Phase I trials: INCA033989 ± ruxolitinib for myelofibrosis

During the 67th American Society of Hematology (ASH) Annual Meeting and Exposition, December 6–9, 2025, Orlando, US, John Mascarenhas presented preliminary results from the global phase I INCA033989-101 (NCT05936359) and INCA033989-102 (NCT06034002) trials, investigating INCA033989, a monoclonal antibody targeting mutant calreticulin (CALR), as monotherapy (n = 52) or in combination with ruxolitinib (n = 20) in patients with CALR-mutated myelofibrosis (MF) who were intolerant or resistant to, or ineligible for Janus kinase inhibitor (JAKi) treatment. Primary endpoints were dose-limiting toxicities (DLTs) and treatment-emergent adverse events (TEAEs).
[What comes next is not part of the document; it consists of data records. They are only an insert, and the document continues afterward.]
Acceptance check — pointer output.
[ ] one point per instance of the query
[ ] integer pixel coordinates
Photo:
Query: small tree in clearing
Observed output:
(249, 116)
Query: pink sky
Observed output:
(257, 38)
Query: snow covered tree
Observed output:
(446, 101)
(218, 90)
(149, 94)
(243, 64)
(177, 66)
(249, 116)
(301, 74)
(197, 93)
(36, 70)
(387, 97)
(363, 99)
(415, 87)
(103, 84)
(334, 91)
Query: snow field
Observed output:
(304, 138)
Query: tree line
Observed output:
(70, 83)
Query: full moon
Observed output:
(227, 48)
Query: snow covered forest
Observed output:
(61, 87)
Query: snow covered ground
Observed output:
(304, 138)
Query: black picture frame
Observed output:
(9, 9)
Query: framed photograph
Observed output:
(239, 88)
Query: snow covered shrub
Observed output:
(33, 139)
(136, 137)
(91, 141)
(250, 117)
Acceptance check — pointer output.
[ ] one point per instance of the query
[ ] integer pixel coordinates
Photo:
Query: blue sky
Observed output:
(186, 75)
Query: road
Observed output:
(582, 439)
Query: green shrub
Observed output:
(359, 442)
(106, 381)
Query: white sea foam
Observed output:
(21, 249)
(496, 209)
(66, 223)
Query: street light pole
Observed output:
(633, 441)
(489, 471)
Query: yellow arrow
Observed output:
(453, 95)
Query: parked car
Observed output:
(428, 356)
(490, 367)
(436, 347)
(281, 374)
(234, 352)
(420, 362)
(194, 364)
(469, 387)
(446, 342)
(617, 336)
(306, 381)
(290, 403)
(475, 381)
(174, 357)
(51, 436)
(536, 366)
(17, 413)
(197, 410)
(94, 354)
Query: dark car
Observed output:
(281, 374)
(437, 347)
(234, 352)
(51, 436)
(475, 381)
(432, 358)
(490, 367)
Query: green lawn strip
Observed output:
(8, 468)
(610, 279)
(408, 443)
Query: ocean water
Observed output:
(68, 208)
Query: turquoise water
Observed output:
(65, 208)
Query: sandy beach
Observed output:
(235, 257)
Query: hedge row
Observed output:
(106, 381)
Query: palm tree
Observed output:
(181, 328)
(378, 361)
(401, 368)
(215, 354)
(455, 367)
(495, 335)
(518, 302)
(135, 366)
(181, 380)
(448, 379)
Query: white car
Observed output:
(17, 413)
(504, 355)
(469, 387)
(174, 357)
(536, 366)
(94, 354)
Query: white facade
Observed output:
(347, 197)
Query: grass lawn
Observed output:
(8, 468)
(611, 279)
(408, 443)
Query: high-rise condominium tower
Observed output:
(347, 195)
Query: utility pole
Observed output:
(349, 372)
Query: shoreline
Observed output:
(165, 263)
Key data: INCA033989 monotherapy was well tolerated with no DLTs observed; Grade ≥3 TEAEs occurred in 30.8% of patients. Among evaluable patients at Week 24, 41.7% (n/N = 15/36) achieved ≥25% spleen volume reduction (SVR25), and 39.4% (n/N = 13/33) achieved ≥50% reduction in total symptom score (TSS50). A reduction in mutant CALR variant allele frequency (VAF) occurred in 89.4% of patients with ≥1 post-baseline VAF measurement. In the combination cohort, no DLTs were observed and Grade ≥3 TEAEs occurred in 55% of patients. Of evaluable patients, 50% (n/N = 6/12) achieved SVR25 and 33.3% (n/N = 3/9) achieved TSS50 at Week 24. 

Key learning: INCA033989 was well tolerated, both as monotherapy and in combination with ruxolitinib, in patients with CALR-mutated MF intolerant or resistant to, or ineligible for JAKi treatment. Reductions of mutant CALR VAF support the disease-modifying potential of INCA033989.